Can't seem to find an answer and benchmarks are really tale-telling.

How does Redis handle itself during peak load/usage?

The question comes from knowing CPU usage may hit 100% of its logical core, or memory may be over used.

What happens in these cases?


Solution

In general, Redis isn't CPU heavy, and will act like any other application when CPU usage is high, but this largely depends on your Redis version.

Prior to Redis 4.0, it was entirely single-threaded, and long running operations would block (like background saves, DEL's with large objects, etc.) Since 4.0, most of these types of operations are pushed to the background. With saves to disk with the bgsave command, Redis now forks itself and does the save in the child, leaving the parent open to accept changes. 6.0 changed a few things like the del command now acts as unlink, and pushes the actual delete to a thread.
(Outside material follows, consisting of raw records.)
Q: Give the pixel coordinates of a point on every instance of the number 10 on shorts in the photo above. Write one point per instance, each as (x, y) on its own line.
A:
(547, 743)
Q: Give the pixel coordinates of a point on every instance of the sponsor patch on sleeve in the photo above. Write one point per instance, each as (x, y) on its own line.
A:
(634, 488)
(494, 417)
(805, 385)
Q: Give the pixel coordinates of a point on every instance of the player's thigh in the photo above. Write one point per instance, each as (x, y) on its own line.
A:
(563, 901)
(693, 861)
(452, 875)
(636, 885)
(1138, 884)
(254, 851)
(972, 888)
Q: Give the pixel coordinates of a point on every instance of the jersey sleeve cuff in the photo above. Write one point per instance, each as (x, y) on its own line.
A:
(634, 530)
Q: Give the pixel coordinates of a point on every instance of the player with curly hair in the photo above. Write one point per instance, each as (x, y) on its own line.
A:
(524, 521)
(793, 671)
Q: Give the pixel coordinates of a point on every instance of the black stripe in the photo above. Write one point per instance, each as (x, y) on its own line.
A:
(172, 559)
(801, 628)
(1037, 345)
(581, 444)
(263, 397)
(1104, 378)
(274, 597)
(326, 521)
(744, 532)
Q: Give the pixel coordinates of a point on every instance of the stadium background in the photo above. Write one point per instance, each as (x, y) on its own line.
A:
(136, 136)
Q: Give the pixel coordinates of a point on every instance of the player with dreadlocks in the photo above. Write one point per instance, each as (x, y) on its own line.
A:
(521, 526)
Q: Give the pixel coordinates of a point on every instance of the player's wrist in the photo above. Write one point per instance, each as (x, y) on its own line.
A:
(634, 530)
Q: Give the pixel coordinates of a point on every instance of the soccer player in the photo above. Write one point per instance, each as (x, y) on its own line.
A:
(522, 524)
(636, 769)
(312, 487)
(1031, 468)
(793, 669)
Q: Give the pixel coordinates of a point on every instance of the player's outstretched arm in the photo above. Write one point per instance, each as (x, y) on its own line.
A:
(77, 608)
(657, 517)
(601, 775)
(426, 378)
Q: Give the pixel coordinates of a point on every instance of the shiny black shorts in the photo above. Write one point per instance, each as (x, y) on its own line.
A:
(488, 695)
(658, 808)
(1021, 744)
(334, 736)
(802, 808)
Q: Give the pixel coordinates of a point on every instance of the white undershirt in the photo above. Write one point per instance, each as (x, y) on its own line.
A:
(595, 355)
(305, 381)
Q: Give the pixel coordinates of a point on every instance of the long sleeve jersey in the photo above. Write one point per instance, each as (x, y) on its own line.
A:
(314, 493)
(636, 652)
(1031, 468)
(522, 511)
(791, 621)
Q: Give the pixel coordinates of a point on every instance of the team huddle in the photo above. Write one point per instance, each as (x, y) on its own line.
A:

There were some plans to add more multi-threading to Redis version 7.0, but it appears this was pushed to 7.2.

The biggest concern however is reaching max system memory, or the maxmemory directive in Redis' config. When this happens, Redis' eviction policy comes into play (set by the maxmemory-policy directive).

Here are the available eviction policies and what they do:

  • noeviction: New values aren’t saved when memory limit is reached. When a database uses replication, this applies to the primary database
  • allkeys-lru: Keeps most recently used keys; removes least recently used (LRU) keys
  • allkeys-lfu: Keeps frequently used keys; removes least frequently used (LFU) keys
  • volatile-lru: Removes least recently used keys with the expire field set to true.
  • volatile-lfu: Removes least frequently used keys with the expire field set to true.
  • allkeys-random: Randomly removes keys to make space for the new data added.
  • volatile-random: Randomly removes keys with expire field set to true.
  • volatile-ttl: Removes least frequently used keys with expire field set to true and the shortest remaining time-to-live (TTL) value.

The default maxmemory-policy is noeviction from Redis version 3.0 up through 7.0. In version 2.8 and earlier, the default is volatile-lru.

You can read the Key Eviction docs for more.